JEDDAH, 13 June — A high-level source at the Ministry of Petroleum and Mineral Resources said yesterday that the “Iraqi” oil pipeline which the Kingdom seized recently could be used for transporting gas provided necessary technical changes were made to the $2.2 billion facility.
“We could use the pipeline for various purposes, including carrying gas, within the framework of our expansion projects in the oil and gas sectors,” the source told Arab News.
A large part of the Iraqi pipeline runs parallel to Saudi Arabia’s Petroline pipeline which runs from Abqaiq on the Gulf to the Red Sea port of Yanbu. A joint management of the two pipelines is feasible both economically and technically. Petroline has the capacity to carry two million barrels of oil daily.
Saudi Arabia stated Monday that it had taken over the Iraqi pipeline because Baghdad had made threats against it and had also committed aggression. In a letter to UN Secretary-General Kofi Annan, the Kingdom said the Iraqi aggression “caused serious damage to the Saudi people in terms of lives and property, as well as to natural resources and the environment.” The takeover, which took effect last Thursday, includes all the pipeline’s facilities including pumping stations, storage tanks, communications system, loading facilities and a maritime terminal at the Red Sea port of Muejiz.
Iraq has protested the move. “This is a hostile action taken by Saudi Arabia against Iraq,” Baghdad’s ambassador to the UN, Muhammad Aldouri, was quoted by the Iraqi News Agency as saying in a dispatch from New York yesterday. Aldouri said Iraq would demand the “return of its rights (to the pipeline) in accordance with international law.”
But Saudi Ambassador to the UN Fowzi Shubokshi justified the Kingdom’s decision by referring to the damages caused by Iraqi aggression against his country. He said the decision was taken in the light of the UN Security Council Resolution 687, which speaks of compensation for the damages caused by the Iraqi occupation of Kuwait.

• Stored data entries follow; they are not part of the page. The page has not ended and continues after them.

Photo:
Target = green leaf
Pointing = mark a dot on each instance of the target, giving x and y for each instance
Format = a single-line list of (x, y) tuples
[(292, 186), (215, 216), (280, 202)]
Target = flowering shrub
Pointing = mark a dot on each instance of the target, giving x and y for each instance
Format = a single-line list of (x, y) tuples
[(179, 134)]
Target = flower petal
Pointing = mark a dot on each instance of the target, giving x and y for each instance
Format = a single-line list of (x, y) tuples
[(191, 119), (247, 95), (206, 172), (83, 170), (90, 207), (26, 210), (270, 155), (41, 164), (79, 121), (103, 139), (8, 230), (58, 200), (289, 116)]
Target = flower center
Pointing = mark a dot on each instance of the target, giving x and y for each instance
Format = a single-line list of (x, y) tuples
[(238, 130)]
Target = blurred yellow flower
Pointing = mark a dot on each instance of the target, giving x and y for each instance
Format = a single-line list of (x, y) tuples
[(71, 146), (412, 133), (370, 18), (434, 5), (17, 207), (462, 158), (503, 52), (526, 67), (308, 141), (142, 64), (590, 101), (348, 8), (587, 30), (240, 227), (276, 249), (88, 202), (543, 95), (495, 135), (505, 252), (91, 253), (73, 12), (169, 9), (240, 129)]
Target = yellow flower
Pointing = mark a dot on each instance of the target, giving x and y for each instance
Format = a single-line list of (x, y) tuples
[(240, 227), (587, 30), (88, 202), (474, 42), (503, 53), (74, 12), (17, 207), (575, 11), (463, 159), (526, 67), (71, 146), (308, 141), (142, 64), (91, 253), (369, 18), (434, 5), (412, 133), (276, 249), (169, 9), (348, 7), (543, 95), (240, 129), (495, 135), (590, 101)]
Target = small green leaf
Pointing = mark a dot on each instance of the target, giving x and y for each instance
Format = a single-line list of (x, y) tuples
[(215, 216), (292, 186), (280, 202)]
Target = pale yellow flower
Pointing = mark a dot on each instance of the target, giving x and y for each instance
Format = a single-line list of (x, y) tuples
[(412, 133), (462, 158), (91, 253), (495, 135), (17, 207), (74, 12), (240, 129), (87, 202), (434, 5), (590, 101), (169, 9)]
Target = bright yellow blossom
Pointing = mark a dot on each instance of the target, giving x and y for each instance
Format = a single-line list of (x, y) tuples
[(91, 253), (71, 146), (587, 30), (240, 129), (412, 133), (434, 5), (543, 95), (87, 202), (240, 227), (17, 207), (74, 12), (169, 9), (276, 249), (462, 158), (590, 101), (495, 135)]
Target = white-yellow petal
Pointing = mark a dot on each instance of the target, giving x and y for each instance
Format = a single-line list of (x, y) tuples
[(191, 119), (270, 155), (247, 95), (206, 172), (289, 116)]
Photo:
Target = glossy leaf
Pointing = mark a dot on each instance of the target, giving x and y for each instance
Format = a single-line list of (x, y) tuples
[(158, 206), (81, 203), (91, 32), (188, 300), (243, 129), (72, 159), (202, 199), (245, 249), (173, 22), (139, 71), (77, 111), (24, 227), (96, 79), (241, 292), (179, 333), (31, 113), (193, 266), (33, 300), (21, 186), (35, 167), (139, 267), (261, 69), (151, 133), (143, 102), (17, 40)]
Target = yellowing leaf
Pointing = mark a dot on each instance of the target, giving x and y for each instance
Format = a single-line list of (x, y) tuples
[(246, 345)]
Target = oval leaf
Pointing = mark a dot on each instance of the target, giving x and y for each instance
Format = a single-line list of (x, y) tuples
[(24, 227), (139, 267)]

The source at the Saudi ministry said the pipeline would help increase energy sources in the Western Province, especially for refining and industrial purposes. The pipeline, constructed at a cost of $2.25 billion, has the capacity to transport 1.6 million barrels a day to the Red Sea. No estimate of its present value is available. It will certainly require repairs as it has been closed for over 10 years and must be linked with Saudi oil facilities in the Eastern Province.
The pipeline had been in full operation for less than a year, from September 1989 until Aug. 13, 1990, when it was shut down. It originally carried both Saudi and Iraqi crude to the Red Sea for export.
The Kingdom disconnected the pipeline and blocked both ends after the UN Security Council imposed sanctions on Iraq for its invasion of Kuwait.